Bédé - Le pouvoir de l'amour

François est gynécologue, père de famille monoparentale et un brin terne. Traîné par son ex dans une soirée de speed dating, ces séances de rencontres express pour célibataires, le médecin y fait la rencontre d'une jeune Roumaine au regard accrocheur qui, dans le peu de temps qui lui est imparti, va poser une question simple: «Jusqu'où iriez-vous par amour?»

Anodine, la question va, on s'en doute, être à l'origine d'un changement radical de vie pour ce spécialiste des appareils génitaux. Elle est aussi l'occasion pour le dessinateur Didier Tronchet de tisser une incroyable intrigue dans le monde des sentiments et de la détresse humaine. Avec précision, couleur et rythme d'enfer.
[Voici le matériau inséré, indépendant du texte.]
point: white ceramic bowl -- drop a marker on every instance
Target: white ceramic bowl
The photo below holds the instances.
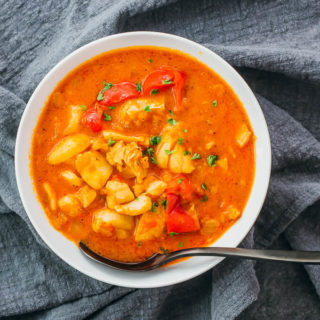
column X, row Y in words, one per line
column 64, row 248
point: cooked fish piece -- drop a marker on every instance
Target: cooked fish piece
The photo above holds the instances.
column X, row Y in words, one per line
column 68, row 147
column 138, row 206
column 93, row 168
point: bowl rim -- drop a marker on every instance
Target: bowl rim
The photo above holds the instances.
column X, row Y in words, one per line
column 19, row 167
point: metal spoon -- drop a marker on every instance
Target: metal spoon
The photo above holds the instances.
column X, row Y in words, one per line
column 157, row 260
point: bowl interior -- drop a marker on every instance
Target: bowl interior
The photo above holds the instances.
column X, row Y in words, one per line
column 65, row 249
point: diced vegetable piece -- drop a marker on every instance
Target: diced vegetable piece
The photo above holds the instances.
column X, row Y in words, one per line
column 150, row 226
column 70, row 205
column 105, row 220
column 223, row 163
column 156, row 188
column 75, row 120
column 86, row 195
column 209, row 226
column 144, row 141
column 119, row 92
column 92, row 119
column 179, row 162
column 243, row 135
column 232, row 213
column 120, row 191
column 72, row 178
column 51, row 196
column 138, row 206
column 93, row 168
column 137, row 111
column 68, row 147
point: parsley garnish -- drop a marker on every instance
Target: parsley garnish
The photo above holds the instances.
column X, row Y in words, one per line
column 212, row 159
column 147, row 109
column 164, row 203
column 111, row 142
column 169, row 81
column 204, row 199
column 139, row 86
column 173, row 234
column 155, row 140
column 196, row 156
column 164, row 250
column 172, row 121
column 154, row 205
column 106, row 117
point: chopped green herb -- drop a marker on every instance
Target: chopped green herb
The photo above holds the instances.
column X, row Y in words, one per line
column 100, row 96
column 172, row 121
column 204, row 199
column 139, row 86
column 196, row 156
column 169, row 81
column 154, row 205
column 106, row 117
column 147, row 109
column 172, row 234
column 212, row 159
column 111, row 142
column 150, row 152
column 155, row 140
column 164, row 250
column 204, row 186
column 164, row 203
column 180, row 180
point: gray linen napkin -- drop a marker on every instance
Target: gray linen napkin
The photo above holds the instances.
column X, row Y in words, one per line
column 276, row 46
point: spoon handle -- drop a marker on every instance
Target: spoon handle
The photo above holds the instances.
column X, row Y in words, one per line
column 305, row 257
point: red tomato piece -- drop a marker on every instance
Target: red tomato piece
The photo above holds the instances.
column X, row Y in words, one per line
column 179, row 221
column 158, row 79
column 119, row 92
column 92, row 119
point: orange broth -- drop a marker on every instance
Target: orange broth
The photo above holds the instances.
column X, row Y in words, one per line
column 206, row 122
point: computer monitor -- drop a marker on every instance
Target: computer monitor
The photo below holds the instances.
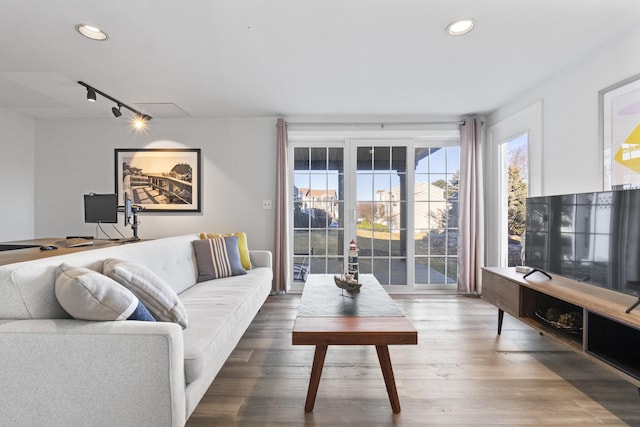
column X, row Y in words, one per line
column 128, row 209
column 100, row 208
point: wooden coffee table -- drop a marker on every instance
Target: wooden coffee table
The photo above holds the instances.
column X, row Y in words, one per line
column 327, row 316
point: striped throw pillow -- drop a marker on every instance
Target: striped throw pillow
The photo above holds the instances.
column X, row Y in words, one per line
column 217, row 258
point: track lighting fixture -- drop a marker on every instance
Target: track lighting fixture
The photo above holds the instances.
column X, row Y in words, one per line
column 140, row 119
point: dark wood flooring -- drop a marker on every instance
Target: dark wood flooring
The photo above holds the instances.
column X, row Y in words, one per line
column 461, row 373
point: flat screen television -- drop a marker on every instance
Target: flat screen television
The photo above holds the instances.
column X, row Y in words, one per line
column 101, row 208
column 589, row 237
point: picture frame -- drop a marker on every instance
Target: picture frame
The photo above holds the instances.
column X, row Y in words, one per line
column 620, row 134
column 159, row 179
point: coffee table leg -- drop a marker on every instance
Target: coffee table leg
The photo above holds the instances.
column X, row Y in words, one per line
column 314, row 381
column 387, row 373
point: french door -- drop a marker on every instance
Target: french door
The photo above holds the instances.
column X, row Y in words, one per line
column 396, row 199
La Gueule de loup (Futuropolis), c'est donc l'histoire d'un homme qui, pour les yeux d'une belle, va devoir se passer de sa routine. Voilà ce qui nous pend au nez quand on croise un paumé cinéphile qui élève des chiens, un directeur de supermarché véreux et surtout des réseaux mafieux qui répandent leur illégalité sur tout le territoire européen. De ces grands fléaux, Tronchet, l'homme derrière l'édifiant Jean-Claude Tergal (Fluide glacial), arrive rapidement à articuler un thriller haletant dans les bas-fonds de la France, thriller où les gentils sont gentils et les méchants, détestables, mais aussi où le dévoilement subtil des clefs d'un scénario improbable empêche tout décrochage en cours de lecture. Y compris pour répondre à la porte.

Sombre et tordue par moments, comme le film Les 13 Tzameti — une oeuvre complexe et douloureuse de Gela Babluani à ne pas mettre entre toutes les mains —, cette succession de planches conserve malgré tout un haut potentiel divertissant. Parce que les dialogues y sont fins et parsemés de pointes d'humour, que les cadrages et le découpage y sont intelligents, mais surtout parce que, case après case, la présence à la barre d'un vieux routier du 9e art se fait forcément sentir.